What Is Vegan Skincare?
In the strictest sense, a vegan skincare product must not contain any animal byproducts in the formulation or the processing of it. While it’s not necessarily regulated from a legal perspective, this is the definition that is clearly understood by brands and consumers, and there are certifying organizations that will tell you if a product is vegan or not.

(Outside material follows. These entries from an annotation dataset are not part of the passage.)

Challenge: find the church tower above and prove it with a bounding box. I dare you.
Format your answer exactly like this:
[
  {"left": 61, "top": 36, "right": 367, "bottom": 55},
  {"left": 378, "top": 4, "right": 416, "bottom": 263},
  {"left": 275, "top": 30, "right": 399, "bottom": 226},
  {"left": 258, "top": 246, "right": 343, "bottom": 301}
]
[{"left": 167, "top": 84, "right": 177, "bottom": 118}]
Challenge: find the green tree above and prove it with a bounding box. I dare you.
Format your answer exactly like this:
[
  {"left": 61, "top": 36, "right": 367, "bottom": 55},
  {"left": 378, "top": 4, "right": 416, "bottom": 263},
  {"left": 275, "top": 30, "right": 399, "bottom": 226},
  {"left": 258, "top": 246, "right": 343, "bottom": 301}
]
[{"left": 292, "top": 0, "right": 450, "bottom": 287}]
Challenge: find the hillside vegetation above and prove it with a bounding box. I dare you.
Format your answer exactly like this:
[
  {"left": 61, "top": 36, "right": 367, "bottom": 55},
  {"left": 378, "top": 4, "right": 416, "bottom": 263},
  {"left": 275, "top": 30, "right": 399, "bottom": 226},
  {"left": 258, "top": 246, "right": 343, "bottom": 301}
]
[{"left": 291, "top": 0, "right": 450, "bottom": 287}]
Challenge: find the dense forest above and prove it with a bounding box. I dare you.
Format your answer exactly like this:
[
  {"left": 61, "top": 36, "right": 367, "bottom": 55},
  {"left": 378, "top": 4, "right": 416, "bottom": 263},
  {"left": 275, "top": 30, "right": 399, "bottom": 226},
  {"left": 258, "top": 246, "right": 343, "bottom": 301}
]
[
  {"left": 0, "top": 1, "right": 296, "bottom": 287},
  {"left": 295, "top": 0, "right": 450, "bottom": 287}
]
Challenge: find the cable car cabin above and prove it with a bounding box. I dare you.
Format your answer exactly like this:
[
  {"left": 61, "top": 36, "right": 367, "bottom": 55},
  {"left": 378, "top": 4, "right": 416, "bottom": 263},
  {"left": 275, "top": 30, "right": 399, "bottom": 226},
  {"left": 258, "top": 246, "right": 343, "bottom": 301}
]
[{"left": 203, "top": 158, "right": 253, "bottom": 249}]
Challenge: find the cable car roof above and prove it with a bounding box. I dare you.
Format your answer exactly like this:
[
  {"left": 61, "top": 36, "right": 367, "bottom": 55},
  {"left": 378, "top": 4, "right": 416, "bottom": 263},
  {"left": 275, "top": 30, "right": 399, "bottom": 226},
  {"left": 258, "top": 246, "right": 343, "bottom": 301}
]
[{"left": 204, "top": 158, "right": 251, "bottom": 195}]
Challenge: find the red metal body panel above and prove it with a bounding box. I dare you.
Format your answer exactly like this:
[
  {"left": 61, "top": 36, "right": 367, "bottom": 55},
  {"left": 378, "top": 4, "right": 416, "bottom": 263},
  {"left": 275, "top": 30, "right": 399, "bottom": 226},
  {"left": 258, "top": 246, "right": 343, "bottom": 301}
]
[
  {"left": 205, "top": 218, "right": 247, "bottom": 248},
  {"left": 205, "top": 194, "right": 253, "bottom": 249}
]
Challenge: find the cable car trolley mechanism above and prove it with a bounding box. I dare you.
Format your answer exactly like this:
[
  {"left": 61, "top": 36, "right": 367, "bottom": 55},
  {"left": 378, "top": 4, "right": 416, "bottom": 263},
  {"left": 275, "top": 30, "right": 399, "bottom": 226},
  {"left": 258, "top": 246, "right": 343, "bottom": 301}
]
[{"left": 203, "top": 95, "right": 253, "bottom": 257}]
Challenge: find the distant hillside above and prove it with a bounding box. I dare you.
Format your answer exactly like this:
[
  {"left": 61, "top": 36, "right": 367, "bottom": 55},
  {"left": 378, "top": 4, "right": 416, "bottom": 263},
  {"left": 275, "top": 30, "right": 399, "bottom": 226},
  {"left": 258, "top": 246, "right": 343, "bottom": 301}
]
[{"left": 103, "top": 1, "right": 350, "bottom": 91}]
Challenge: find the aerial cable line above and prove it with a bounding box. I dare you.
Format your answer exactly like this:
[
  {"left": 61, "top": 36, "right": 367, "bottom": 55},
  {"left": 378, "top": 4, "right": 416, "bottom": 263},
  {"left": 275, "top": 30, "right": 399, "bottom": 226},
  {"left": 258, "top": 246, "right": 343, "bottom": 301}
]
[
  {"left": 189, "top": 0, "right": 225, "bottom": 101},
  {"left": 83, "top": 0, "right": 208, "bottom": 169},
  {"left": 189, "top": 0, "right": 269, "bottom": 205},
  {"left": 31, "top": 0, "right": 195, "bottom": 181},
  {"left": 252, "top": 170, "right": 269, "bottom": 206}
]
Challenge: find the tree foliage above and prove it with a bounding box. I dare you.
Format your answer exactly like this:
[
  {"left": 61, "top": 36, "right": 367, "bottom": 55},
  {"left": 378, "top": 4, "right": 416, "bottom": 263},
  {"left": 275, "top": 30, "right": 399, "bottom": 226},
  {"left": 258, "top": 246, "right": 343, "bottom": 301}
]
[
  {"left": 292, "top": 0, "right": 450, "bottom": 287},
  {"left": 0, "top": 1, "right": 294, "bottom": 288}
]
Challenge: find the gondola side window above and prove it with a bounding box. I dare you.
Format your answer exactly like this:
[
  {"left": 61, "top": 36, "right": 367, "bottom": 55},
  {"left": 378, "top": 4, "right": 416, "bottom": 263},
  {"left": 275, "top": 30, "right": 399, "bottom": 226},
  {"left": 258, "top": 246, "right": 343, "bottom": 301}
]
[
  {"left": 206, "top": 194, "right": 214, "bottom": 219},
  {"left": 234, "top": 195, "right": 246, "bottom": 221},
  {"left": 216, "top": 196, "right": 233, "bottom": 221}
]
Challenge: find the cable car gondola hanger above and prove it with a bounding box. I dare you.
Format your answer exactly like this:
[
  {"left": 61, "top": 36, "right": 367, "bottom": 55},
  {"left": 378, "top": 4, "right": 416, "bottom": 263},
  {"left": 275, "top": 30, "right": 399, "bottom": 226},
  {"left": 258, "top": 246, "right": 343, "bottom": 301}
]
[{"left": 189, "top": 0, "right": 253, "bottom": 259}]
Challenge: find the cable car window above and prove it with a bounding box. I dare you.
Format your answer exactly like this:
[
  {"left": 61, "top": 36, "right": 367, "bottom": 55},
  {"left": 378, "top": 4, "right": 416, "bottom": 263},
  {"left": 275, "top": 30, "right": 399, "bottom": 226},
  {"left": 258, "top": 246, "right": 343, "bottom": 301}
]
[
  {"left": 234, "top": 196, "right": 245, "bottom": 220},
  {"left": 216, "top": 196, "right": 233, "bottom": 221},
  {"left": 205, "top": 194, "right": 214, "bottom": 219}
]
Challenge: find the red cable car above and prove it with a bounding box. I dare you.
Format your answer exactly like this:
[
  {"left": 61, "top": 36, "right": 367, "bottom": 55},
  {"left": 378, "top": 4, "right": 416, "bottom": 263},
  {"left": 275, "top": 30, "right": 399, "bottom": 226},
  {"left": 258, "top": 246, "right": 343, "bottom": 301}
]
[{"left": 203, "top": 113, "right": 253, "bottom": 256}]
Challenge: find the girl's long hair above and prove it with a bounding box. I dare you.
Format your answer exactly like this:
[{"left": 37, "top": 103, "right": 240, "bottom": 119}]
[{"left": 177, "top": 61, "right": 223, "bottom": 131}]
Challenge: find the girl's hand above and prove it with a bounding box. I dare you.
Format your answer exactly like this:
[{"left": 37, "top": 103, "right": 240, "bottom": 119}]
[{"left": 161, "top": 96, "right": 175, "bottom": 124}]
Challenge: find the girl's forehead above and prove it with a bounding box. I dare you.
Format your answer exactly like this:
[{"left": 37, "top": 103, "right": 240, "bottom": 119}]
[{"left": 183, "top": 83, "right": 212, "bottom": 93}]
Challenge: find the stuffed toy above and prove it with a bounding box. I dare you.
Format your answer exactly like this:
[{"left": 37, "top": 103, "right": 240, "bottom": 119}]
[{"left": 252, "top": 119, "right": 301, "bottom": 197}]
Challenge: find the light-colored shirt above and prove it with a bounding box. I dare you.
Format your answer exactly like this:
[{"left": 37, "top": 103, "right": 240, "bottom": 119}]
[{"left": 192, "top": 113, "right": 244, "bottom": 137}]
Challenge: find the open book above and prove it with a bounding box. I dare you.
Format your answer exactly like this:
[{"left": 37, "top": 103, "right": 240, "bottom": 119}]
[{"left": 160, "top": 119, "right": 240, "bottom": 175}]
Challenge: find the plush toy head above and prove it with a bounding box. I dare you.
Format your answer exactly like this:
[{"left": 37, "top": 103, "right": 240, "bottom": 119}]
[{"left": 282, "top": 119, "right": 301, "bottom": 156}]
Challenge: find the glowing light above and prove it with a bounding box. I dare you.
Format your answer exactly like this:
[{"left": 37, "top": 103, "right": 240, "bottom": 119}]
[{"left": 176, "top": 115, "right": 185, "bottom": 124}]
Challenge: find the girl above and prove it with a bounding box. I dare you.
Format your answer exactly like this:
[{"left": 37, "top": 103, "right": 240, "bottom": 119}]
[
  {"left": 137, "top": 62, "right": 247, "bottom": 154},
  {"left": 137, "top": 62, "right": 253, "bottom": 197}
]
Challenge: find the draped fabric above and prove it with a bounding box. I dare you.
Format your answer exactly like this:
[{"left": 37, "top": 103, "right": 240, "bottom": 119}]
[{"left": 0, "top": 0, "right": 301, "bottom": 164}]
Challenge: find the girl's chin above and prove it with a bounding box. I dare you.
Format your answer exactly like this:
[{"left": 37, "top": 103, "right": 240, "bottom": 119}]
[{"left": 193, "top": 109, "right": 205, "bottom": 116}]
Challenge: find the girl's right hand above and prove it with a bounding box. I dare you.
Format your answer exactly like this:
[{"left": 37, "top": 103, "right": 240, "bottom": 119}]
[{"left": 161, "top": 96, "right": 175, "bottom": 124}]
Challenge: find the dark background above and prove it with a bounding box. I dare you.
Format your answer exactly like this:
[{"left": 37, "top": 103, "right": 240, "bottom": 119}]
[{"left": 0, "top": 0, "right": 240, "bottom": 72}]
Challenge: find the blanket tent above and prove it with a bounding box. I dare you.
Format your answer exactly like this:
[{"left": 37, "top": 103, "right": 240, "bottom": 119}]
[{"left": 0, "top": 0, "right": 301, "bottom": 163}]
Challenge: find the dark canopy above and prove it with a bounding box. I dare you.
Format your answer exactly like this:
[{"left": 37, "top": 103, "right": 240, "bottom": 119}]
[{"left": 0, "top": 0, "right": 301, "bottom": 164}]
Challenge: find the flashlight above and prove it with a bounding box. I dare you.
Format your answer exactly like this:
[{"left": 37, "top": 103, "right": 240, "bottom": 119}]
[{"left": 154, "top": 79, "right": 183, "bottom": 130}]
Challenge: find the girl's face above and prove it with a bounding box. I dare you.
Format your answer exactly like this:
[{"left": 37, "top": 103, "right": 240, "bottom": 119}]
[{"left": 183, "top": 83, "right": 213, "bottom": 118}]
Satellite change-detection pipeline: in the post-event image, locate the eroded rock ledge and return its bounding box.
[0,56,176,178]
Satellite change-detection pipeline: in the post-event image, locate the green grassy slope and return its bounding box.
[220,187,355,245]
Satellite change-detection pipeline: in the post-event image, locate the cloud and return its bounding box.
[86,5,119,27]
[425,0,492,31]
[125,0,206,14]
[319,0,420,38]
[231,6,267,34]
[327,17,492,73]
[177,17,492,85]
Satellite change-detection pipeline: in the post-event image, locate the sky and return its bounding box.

However, there can be some nuance to that definition. For example, some people consider themselves “beegan,” meaning they avoid all animal products except for those that use ingredients sourced from bees, like beeswax, honey, or propolis. Their reasoning is that sourcing these bee by-products doesn’t cause any harm to the bees. This is a personal choice made by some people within the vegan community, but generally speaking, bee by-products aren’t considered to be vegan by brands and certifying organizations.
Other companies will claim to be vegan even if they’re using products from animals where the animal was not harmed to create or source the product. Some examples would be keratin from sheep, coloring from beetle extracts, and hydrolyzed milk protein from cow’s milk.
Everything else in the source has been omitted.